Water access in Sudan is key to the livelihood of the country’s farming communities. ICARDA is working on the ground in Kordofan to maximize the productivity of the area’s crop-range-livestock systems by developing and implementing water-harvesting interventions.
Sudan is already facing the frontline consequences of climate change, its arid and semi-arid systems affected by increases in temperature, erratic rainfall, and drought. Yet, farming is critical to its economy, with many agro-pastoralists raising livestock while also raising crops, primarily millet and sorghum. Because most of the livestock feed on range grasses, however, overgrazing and water scarcity keep the region’s inhabitants in a cycle of hardscrabble subsistence farming.

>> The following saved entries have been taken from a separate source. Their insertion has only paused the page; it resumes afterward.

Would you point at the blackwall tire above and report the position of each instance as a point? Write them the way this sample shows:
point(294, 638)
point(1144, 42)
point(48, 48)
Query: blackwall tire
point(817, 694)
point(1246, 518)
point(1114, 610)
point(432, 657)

Additionally, arable land can go underutilized due to a lack of water points.
To address such challenges, ICARDA and the Sudanese Agricultural Research Corporation (ARC) implemented a set of crop-range-livestock system interventions across an area of 250 km2 in the semi-arid zone of North Kordofan, around the village of Faris. Key to the project was creating water conservation structures, in this case a water pond, to supplement irrigation to usually rain-dependent crops. The latter include sorghum, fodder, Arabic gum trees, and sunflowers and maize. Already, sorghum yields have risen significantly, with an increase to 1,317 kg/ha from a base average yield of 475 kg/ha.
Improved water utilization has increased productivity and improved food security, raising food and feed crop yields. And it has sparked interest from neighboring communities and further interest by the government to expand the intervention to other parts of the country.
The project seeks to impact around 500 resource poor farmers by 2019. Additionally, the project aims to incorporate better monitoring to improve data collection and produce more scientific studies, both particularly important as the climate continues to change rapidly, creating shifting circumstances on the ground.